A fools errand
So you want to replace a legacy code-base written in COBOL on mainframes. Lets us enumerate the problems.
1) You lost the specs for the code base long ago and have not updated the few specs you have as you changed the code base
2) You lost the test-base for the code base
3) Your code base uses other software ... databases ... coms ... that are not supported in Linux and not understood or used outside the mainframe world
4) All of the vendor support of its software moved to India
5) No sensible CS student would even want to take a class in COBOL and the other mainframe tools. Thus the non-sensible folks you hire to do the conversion are not top notch.
6} Mainframes are 100s of times faster than 20 years ago so speed and capacity is not an issue.
7) A code base that is 50 years old is likely almost bug free.

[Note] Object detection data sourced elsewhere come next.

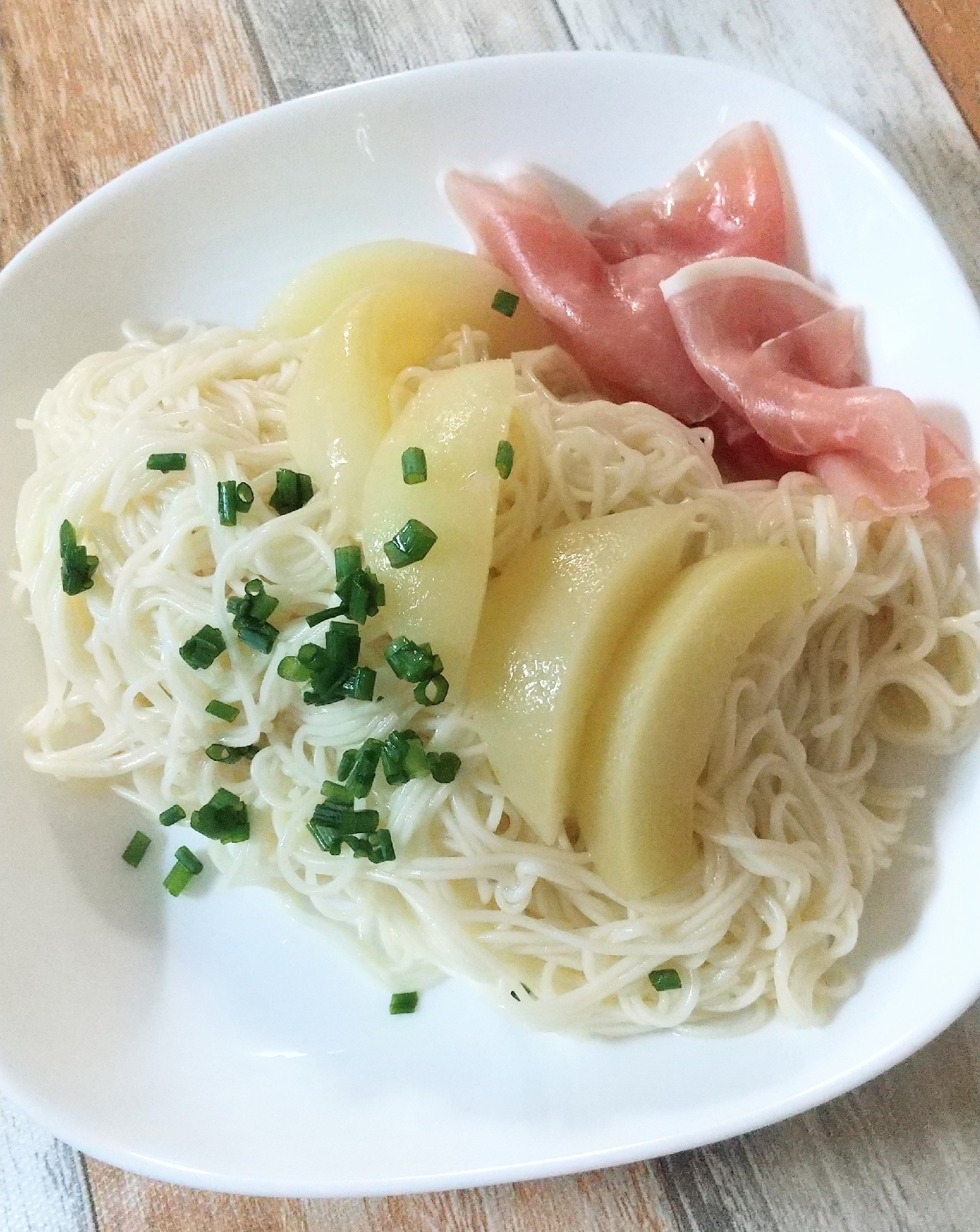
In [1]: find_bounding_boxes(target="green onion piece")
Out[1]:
[147,453,187,473]
[333,543,361,586]
[191,787,250,843]
[205,744,261,766]
[494,441,513,479]
[218,479,238,526]
[58,519,99,595]
[490,287,521,316]
[268,469,312,514]
[411,676,449,706]
[382,517,438,569]
[341,667,377,701]
[347,739,382,800]
[174,847,205,876]
[648,967,684,993]
[306,604,347,628]
[388,993,419,1014]
[164,864,195,898]
[426,753,463,782]
[367,831,395,864]
[276,654,310,684]
[384,637,442,685]
[401,445,428,483]
[123,831,150,869]
[320,779,354,808]
[178,625,227,669]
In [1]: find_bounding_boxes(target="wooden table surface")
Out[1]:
[0,0,980,1232]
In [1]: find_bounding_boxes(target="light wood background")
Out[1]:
[0,0,980,1232]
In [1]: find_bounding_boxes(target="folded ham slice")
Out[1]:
[661,258,976,516]
[446,125,788,424]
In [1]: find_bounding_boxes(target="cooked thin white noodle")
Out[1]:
[17,326,980,1035]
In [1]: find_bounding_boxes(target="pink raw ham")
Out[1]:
[446,125,788,424]
[586,123,795,269]
[663,258,976,516]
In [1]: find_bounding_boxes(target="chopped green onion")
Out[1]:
[218,479,238,526]
[164,864,195,898]
[411,675,449,706]
[490,287,521,316]
[382,517,438,569]
[333,543,361,586]
[320,779,354,808]
[205,744,259,766]
[401,445,428,483]
[174,847,205,876]
[179,625,227,670]
[494,441,513,479]
[268,469,312,514]
[306,604,347,628]
[341,667,378,701]
[228,578,279,654]
[123,831,150,869]
[427,753,463,782]
[384,637,442,685]
[276,654,310,684]
[147,453,187,474]
[346,739,382,800]
[191,787,250,843]
[648,967,684,993]
[58,519,99,595]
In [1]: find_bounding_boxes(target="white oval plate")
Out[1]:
[0,54,980,1195]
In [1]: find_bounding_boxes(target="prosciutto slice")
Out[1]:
[446,125,788,424]
[586,123,795,269]
[663,258,976,516]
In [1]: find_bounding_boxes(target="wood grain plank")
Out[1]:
[243,0,573,99]
[0,0,267,263]
[558,0,980,296]
[0,1099,95,1232]
[899,0,980,141]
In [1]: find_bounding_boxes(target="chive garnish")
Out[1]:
[401,445,428,483]
[178,625,226,669]
[147,453,187,474]
[268,469,312,514]
[191,787,250,843]
[228,578,279,654]
[426,753,463,782]
[340,667,377,701]
[164,847,205,898]
[123,831,150,869]
[411,675,449,706]
[205,744,259,766]
[384,637,442,685]
[490,287,521,316]
[58,519,99,595]
[382,517,438,569]
[494,441,513,479]
[218,479,255,526]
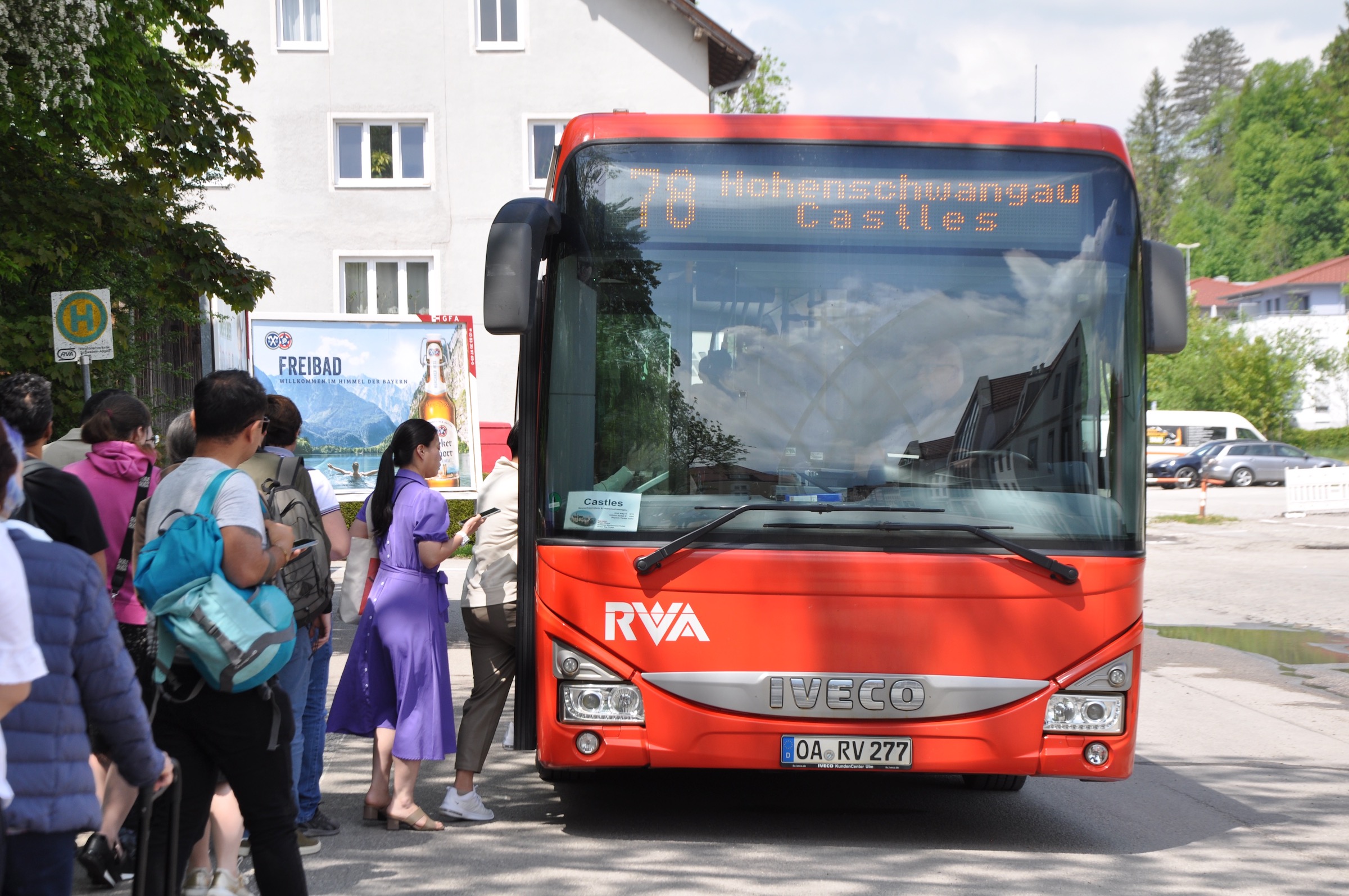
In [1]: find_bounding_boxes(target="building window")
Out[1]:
[525,119,567,188]
[277,0,328,50]
[475,0,525,50]
[337,256,438,314]
[334,121,431,186]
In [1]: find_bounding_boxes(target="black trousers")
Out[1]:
[146,667,309,896]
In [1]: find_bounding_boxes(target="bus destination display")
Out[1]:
[604,165,1096,248]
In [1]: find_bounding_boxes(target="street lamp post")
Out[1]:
[1176,243,1201,296]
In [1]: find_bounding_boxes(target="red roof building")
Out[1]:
[1214,255,1349,317]
[1190,277,1251,307]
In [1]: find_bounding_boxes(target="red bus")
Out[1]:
[485,114,1186,789]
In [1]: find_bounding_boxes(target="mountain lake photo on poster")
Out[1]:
[251,316,480,492]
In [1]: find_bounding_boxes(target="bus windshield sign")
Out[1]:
[541,143,1144,552]
[621,163,1093,247]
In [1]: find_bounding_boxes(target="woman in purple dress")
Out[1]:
[328,420,482,831]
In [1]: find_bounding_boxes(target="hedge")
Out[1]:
[341,498,473,557]
[1284,427,1349,458]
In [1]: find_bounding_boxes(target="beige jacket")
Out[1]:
[460,458,519,607]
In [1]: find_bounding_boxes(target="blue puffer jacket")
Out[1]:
[0,528,165,834]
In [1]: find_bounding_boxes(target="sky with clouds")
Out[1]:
[699,0,1345,132]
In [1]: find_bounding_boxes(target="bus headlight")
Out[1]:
[1044,694,1124,734]
[561,681,646,725]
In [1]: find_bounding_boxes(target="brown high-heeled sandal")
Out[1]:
[384,808,445,831]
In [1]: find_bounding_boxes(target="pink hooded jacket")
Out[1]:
[66,441,159,625]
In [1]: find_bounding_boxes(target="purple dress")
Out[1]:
[328,469,455,761]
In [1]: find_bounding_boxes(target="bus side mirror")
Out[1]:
[483,197,563,336]
[1143,240,1190,355]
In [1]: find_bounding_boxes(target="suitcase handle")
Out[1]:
[131,757,182,896]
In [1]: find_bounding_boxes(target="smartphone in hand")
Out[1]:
[290,538,318,557]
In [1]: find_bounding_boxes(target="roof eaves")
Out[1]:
[665,0,758,88]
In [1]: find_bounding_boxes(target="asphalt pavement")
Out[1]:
[79,488,1349,896]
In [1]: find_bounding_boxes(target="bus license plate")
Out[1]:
[778,734,913,768]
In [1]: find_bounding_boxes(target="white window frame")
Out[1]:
[328,112,436,190]
[468,0,529,53]
[525,115,574,190]
[271,0,333,53]
[333,248,441,320]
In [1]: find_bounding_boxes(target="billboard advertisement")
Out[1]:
[251,314,482,496]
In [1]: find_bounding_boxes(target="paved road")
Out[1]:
[79,499,1349,896]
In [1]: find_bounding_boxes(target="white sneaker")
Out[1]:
[182,868,210,896]
[440,784,495,822]
[205,868,251,896]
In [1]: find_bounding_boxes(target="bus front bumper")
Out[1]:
[538,611,1141,781]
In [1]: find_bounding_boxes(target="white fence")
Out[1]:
[1285,467,1349,514]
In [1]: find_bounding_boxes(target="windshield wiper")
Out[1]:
[633,501,945,575]
[763,522,1078,584]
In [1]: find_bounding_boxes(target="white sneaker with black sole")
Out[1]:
[440,784,496,822]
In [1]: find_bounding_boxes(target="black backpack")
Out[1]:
[239,451,333,626]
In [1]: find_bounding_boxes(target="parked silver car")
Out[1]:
[1203,441,1345,487]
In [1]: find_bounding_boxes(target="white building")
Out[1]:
[1220,255,1349,429]
[202,0,754,421]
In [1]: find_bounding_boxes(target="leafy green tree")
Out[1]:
[1148,307,1333,438]
[1125,69,1180,239]
[718,47,792,115]
[0,0,271,425]
[1173,28,1251,154]
[1168,60,1349,279]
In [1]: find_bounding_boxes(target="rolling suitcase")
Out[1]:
[131,760,182,896]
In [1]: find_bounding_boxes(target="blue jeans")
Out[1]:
[277,626,314,820]
[298,638,333,823]
[0,831,75,896]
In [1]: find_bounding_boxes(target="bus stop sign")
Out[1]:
[51,289,112,361]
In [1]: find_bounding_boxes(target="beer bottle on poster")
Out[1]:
[418,336,459,488]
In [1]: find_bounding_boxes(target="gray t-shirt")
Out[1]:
[146,458,269,548]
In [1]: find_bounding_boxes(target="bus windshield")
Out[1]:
[541,142,1144,553]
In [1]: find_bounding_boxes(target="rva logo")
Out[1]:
[604,600,708,644]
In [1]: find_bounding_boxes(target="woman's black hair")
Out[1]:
[365,420,440,540]
[80,393,150,445]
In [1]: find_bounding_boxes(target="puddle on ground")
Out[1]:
[1148,625,1349,665]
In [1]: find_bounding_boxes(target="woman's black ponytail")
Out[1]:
[365,420,440,541]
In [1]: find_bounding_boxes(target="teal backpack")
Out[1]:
[135,469,296,694]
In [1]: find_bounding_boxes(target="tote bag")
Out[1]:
[337,537,379,623]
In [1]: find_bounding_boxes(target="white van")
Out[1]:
[1147,410,1267,464]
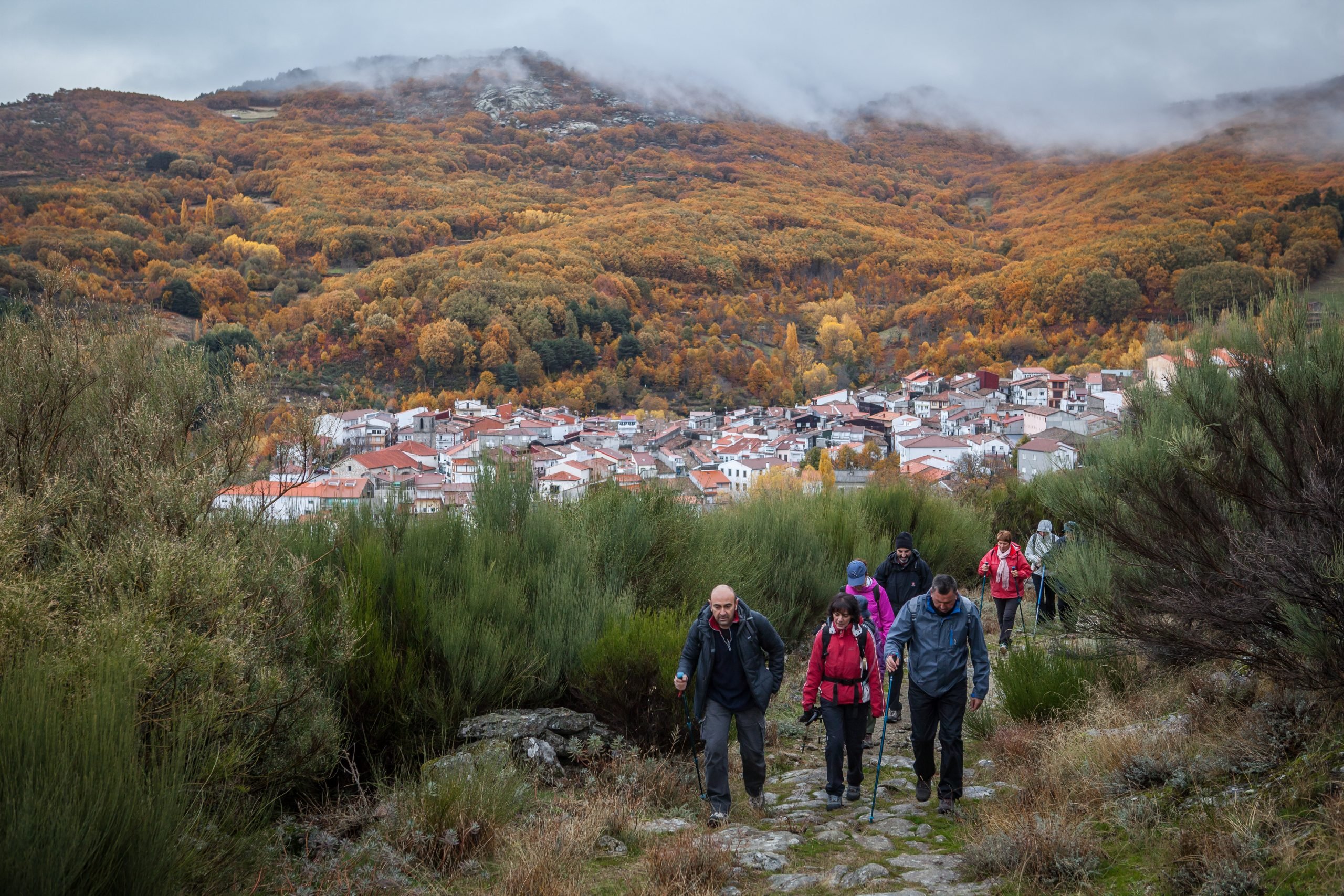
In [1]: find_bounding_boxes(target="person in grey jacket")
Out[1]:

8) Don't rewrite what is slightly broke. Imagine all the bugs that have already been fixed.
9) Learn the lost art of system integration.
10) Government has the attention span of a gnat, so the is no realistic long term plan.
So you propose to rewrite the code base from scratch
A more realistic plan would be to stay on the mainframe and rewrite individual components and new components in a high level language.
Continue to run all code on on legacy systems until it all works, then and only then, move to your favorite platform. This ain't a HW issue.
Don''t replace a component unless it runs on a test system in parallel with the legacy code for two years yielding the exact same results.
Don't try to improve new code till it matched old code. The problem is not how much you are spending on HW.